The OP deals with a variety of options a Catholic of good will could take to deal with this crisis.
But it seems like a *person* of good will could just as much conclude any of the following.
"Maybe this crisis with the magisterium shows that magisteriums are defectible, and that Eastern Orthodoxy (a Church that is much less reliant on magisterium as a source of authority) is really the Church that Christ founded.
"Maybe neither side was right in 1054, and Rome and Eastern Orthodoxy are actually branches of the true Church."
"Maybe all this stuff really points to the idea that Sola Scriptura has to be true, because all other authorities have failed."
I'm wondering, and I'm especially curious for the OP's imput here, but also anyone else's, will a person of good will even necessarily be lead to one of the Catholic positions, and if so, why?
(To be clear, I obviously think Catholicism is correct or I wouldn't be here, but I have a hard time believing that everyone of good will ends up there, doubly so in the current situation.)
Yeah idk, the Crisis has left us in a real mess. It's impossible to try and convert people to Catholicism when I basically have to claim to be more Catholic than the pope, which they (fairly) consider to be utterly ridiculous. I also have to try and explain why the Church post-V2 is contradicting itself and its pre-V2 tradition, and how that doesn't contradict indefectibility when I'm not even certain on the answer to that myself.
Someone could quite fairly call me a hypocrite - saying that I can't even explain my own position fully. And I can't. But for me it's really a case of, even during the confusion and absurdity of the Crisis, I still think Catholicism has less problems in its positions than Orthodoxy or Protestantism, or any other religion for that matter. Protestants can't even explain how they know the Bible is infallible - it was the Church that decided which books were gospel, which books were apocryphal, etc. Protestants can't tell you why the Gospel of Thomas isn't in their Bible but the Gospel of John is. Orthodoxy can't tell you how they know a council is ecuмenical or not. They quite literally can't even explain their rules of faith. At least we can still explain how we know what is gospel and what isn't, and what is dogma and what isn't.

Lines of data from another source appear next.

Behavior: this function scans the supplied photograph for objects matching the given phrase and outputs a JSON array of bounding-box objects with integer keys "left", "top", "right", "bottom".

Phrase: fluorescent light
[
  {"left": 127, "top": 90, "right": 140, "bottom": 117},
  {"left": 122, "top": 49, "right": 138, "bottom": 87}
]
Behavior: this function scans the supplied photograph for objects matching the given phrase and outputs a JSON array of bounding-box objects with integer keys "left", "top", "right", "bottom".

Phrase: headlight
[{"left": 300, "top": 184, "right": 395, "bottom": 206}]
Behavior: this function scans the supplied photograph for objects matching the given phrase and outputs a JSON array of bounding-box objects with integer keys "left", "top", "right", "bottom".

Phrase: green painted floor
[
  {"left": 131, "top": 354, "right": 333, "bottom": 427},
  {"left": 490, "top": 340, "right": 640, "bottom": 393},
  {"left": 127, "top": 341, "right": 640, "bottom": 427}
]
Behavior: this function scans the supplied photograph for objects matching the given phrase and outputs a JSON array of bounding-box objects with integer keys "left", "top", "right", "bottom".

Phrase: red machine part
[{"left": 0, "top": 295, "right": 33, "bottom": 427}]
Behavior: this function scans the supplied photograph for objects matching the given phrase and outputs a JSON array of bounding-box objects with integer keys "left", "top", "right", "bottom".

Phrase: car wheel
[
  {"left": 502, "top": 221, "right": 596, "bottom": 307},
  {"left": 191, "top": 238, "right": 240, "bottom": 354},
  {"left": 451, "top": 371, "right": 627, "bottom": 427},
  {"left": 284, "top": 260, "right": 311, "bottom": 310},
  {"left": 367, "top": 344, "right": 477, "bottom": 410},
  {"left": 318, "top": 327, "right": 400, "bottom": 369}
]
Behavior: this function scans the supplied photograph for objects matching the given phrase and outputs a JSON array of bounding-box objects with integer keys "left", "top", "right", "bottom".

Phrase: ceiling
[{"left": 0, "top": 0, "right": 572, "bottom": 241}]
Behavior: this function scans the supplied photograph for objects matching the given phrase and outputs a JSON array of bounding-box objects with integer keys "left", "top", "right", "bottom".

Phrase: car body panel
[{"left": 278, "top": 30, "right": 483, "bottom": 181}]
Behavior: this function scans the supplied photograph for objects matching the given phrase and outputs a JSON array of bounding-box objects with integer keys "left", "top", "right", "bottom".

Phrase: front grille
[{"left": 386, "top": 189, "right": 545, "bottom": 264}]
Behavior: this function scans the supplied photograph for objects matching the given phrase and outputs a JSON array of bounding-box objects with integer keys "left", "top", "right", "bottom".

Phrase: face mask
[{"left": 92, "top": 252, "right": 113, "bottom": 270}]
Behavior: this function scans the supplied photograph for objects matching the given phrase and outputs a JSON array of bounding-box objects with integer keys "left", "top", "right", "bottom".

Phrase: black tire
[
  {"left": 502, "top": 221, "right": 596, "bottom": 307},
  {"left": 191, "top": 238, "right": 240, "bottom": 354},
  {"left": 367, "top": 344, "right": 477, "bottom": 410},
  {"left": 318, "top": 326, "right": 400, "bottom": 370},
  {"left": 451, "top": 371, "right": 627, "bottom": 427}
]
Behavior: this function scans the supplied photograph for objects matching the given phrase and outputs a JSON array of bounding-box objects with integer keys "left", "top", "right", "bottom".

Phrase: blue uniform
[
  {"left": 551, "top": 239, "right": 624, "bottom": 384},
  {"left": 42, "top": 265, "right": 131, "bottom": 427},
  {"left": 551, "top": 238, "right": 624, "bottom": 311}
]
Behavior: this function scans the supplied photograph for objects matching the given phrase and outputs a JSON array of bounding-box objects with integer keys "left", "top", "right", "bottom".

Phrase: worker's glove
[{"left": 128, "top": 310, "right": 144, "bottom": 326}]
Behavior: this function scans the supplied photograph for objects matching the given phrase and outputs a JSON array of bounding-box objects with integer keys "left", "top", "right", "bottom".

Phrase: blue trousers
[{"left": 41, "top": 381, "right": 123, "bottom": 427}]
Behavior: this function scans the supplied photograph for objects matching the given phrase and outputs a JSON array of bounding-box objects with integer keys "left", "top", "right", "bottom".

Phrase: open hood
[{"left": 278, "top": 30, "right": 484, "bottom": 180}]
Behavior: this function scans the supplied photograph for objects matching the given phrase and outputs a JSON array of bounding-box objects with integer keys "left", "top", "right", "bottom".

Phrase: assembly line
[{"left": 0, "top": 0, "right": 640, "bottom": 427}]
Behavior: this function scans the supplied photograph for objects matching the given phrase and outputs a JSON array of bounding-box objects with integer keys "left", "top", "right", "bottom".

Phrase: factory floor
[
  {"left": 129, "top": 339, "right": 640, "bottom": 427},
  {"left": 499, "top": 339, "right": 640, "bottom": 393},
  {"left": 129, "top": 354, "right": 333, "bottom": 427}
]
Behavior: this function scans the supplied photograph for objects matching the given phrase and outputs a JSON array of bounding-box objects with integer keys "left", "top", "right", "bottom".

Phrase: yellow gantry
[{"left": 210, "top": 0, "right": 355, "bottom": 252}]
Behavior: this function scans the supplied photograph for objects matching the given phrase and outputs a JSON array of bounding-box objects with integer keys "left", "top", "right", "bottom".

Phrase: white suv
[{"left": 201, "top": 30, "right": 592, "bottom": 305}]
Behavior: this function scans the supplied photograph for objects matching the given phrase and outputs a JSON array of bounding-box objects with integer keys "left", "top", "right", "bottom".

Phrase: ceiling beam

Of course, attacking logical problems with other denominations while being unable to explain all the problems with my own is not conducive to successful conversion. In my own mind I chalk the problems with the Crisis to - "We're on the eve of either the Great Chastisement or the End Times, it's meant to be a time of confusion and apostasy where nothing goes as normal" and hope that I live long enough to see the problems resolved and explained, but that's a lame and unconvincing explanation to give to a non-Catholic in a debate.